Last night’s game in Oakland thrilled the casual fan and did even more for us. As the game wound down, it looked like the A’s were only going to cash the runline, especially once Carlos Correa cut down the tying run at the plate in the ninth inning.
But the umpires went to replay and overturned the call on the field, setting the stage for Matt Olson to walk it off an inning later giving us the runline, moneyline and Oakland by one or two margin of victory prop.
Early on, Charlie Morton was just a bit better than Edwin Jackson and, with the help of solo shots by Alex Bregman and Martin Maldonado, had Houston in position to defeat the A’s about the only way you can, by maintaining an early lead. But Houston’s below-average bullpen that has been costing it close games all season, again failed to do the job.
I noticed in yesterday’s preview at Baseball-Reference that the ‘Stros were 16–21 in one-run games prior to last night. It made me wonder if any World Series winners, or even pennant winners, of the past had such a poor record in close games.
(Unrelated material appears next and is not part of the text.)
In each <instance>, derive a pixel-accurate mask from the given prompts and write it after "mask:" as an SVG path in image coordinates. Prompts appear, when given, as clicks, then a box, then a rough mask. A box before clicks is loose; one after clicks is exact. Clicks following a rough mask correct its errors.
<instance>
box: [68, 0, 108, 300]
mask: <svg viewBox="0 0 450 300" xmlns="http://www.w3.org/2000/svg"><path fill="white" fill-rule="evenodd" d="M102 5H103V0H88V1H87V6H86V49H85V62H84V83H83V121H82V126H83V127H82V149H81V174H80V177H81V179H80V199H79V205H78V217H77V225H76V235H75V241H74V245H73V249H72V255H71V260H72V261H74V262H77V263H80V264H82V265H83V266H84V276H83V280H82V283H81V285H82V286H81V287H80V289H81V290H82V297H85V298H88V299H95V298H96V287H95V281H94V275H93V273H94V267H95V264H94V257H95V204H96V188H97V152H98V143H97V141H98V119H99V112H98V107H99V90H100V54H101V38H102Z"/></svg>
After all, blowouts may predict future regular season success but close games better represent the postseason (Oakland’s record in one-run games, by the way, is now 26–10).
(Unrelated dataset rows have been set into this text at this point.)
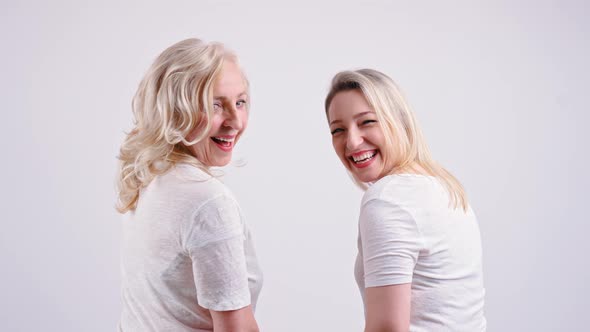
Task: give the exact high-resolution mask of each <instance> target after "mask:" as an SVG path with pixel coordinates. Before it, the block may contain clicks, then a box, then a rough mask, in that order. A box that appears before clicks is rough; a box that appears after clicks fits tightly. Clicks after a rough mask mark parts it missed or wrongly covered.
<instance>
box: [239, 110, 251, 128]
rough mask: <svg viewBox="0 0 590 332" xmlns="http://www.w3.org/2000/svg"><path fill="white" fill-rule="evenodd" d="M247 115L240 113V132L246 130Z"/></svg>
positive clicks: (246, 125) (247, 122)
mask: <svg viewBox="0 0 590 332" xmlns="http://www.w3.org/2000/svg"><path fill="white" fill-rule="evenodd" d="M248 115H249V113H248V112H247V111H246V112H243V113H240V120H241V122H242V131H244V129H246V127H247V126H248Z"/></svg>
I didn’t have to go back far to find a World Series champion with a losing record in one-run games. The 2016 Chicago Cubs did, though only by a single game. In 2014, both the Giants and Royals had losing regular season records in one-run games but neither had a record as bad as Houston’s this year. I decided to stop there.
The Astros find themselves in a difficult situation, one in which time seems to be passing them by as they play poor baseball while anxiously waiting for the playoffs, hoping they can get healthy. There’s still time for George Springer, Correa and Chris Devenski to get back into full-swing but I don’t think they have the same hope for Jose Altuve, who is just going to rest as long as he can before taking a couple cortisone shots and toughing it out for a playoff run.
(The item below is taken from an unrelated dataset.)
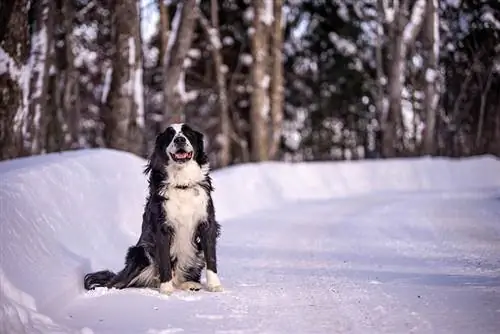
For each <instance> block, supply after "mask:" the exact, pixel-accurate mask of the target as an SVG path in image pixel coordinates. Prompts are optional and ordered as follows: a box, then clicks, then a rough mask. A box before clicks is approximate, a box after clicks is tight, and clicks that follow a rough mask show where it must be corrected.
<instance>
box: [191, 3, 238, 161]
mask: <svg viewBox="0 0 500 334" xmlns="http://www.w3.org/2000/svg"><path fill="white" fill-rule="evenodd" d="M218 11H219V10H218V6H217V0H212V1H211V17H212V23H211V24H210V23H209V22H208V20H207V19H206V18H205V17H204V16H203V13H202V12H201V11H200V10H198V16H199V21H200V23H201V26H202V28H203V30H204V31H205V34H206V35H207V38H208V40H209V42H210V50H211V52H212V58H213V61H214V73H215V79H216V82H217V93H218V95H219V121H220V122H219V125H220V132H219V135H218V136H217V137H218V138H217V139H218V140H217V142H218V144H219V145H220V151H219V159H218V160H219V161H218V162H219V163H218V165H219V167H226V166H228V165H229V164H230V163H231V139H230V137H231V131H232V130H231V119H230V118H229V103H228V98H227V87H226V75H225V70H224V67H225V64H224V61H223V59H222V54H221V51H220V50H221V48H222V43H221V40H220V35H219V30H218V29H219V13H218Z"/></svg>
Meanwhile, the A’s are young, healthy and about to run right through the Astros and relegate them to the play-in game. It would have been one thing had the A’s won like this without gaining on the Astros as quickly as they have but now they’re the national story and in the public’s conscience. The days of our permanent green light to back the A’s are coming to an end, though, at even money, they remain playable today and likely again on Sunday.
This play isn’t nearly as strong as last night’s. Houston showed some fight last night and still has enough talent without Altuve to compete with Oakland. Correa moved well in the field, though his bat still hasn’t caught up to the rest of his progress and the same can be said about Springer. Trevor Cahill probably won’t pitch as well as Jackson did but he ought to be a small favorite because even if the A’s do as little against Dallas Keuchel tonight as they did against Morton, they’re just as capable of snatching away another victory from Houston’s bullpen.